Daniel_Burfoot comments on Request for suggestions: ageing and data-mining - Less Wrong

14 Post author: bokov 24 November 2014 11:38PM

You are viewing a comment permalink. View the original post to see all comments and the full post content.

Comments (48)

You are viewing a single comment's thread.

Comment author: Daniel_Burfoot 25 November 2014 04:09:50AM 4 points [-]

Research access to large amounts of anonymized patient data.

Take all the data you have, come up with some theory to describe it, build the scheme into a lossless data compressor, and invoke it on the data set. Write down the compression rate you achieve, and then try to do better. And better. And better. This goal will force you to systematically improve your understanding of the data.

(Note that transforming a sufficiently well specified statistical model into a lossless data compressor is a solved problem, and the solution is called arithmetic encoding - I can give you my implementation, or you can find one on the web. So what I'm really suggesting is just that you build statistical models of the raw data, and try systematically to improve those models).

Comment author: Punoxysm 26 November 2014 03:26:41PM 2 points [-]

Would anyone want to literally do this on something as complex as patient data?

If not, why not just say try to come up with as good of models as you can?

Pick a couple of quantities of interest and try to model them as accurately as you can.

Comment author: Daniel_Burfoot 26 November 2014 04:55:57PM 3 points [-]

There is a problem that some data may really fundamentally be a distraction, and so modeling it is just a waste of time.

But it is very hard to tell ahead of time whether or not a piece of data is going to be relevant to a downstream analysis. As an example, in my work on text analysis, the issue of capitalization takes a lot of effort in proportion to how interesting it seems. It is tempting to just throw away caps information by lowercasing everything. But capitalization actually has clues that are relevant to parsing and other analysis - in particular, it allows you to identify acronyms, which usually stand for proper nouns.

Comment author: bokov 03 December 2014 04:24:50PM 1 point [-]

(Note that transforming a sufficiently well specified statistical model into a lossless data compressor is a solved problem, and the solution is called arithmetic encoding - I can give you my implementation, or you can find one on the web.

The unsolved problems are the ones hiding behind the token "sufficiently well specified statistical model".

That said, thanks for the pointer to arithmetic encoding, that may be useful in the future.

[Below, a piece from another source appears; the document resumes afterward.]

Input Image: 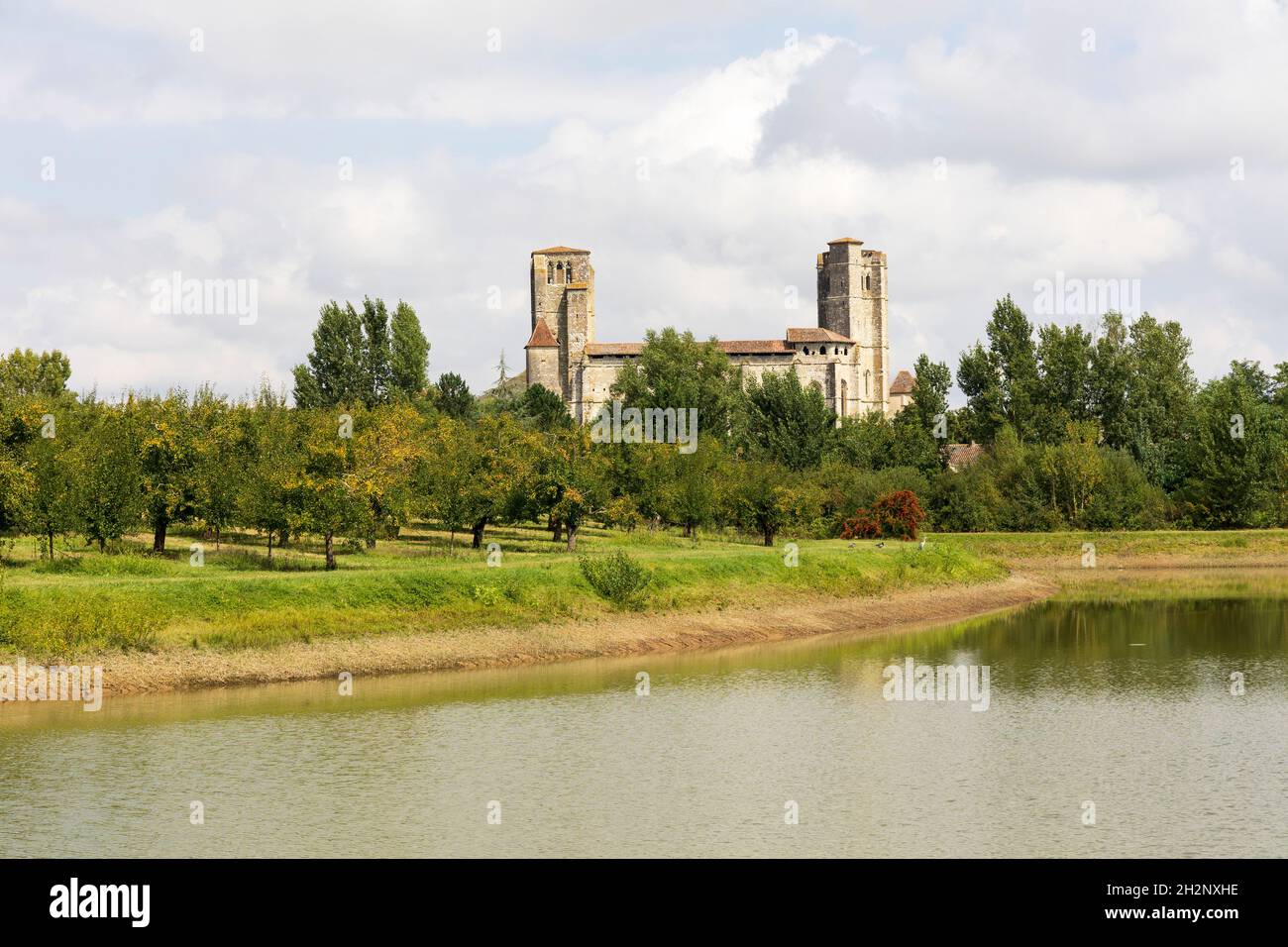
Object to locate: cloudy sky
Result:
[0,0,1288,394]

Comment author: Username 25 November 2014 10:12:45PM 1 point [-]

This positively sounds a lot like advice that was given in response to a question in the open thread about how to go about a masters thesis. I can't find it but I endorse the recommendation. Immerse yourself in the data. Attack it from different angles and try to compress it down as much as possible. The idea behind the advice is that if you understand the mechanics behind the process the data can be generated from the process (imagine an image of a circle encoded as svg instead of bitmap (or png)).

There are two caveats: 1) You can't eliminate noise of course. 2) You are limited by your data set(s). For the former you know enough tools to separate the noise from the data and quantify it.For the latter you should join in extenal data sets. Your modelling might suggest which could improve your compression. E.g. try to link in SNPs databases.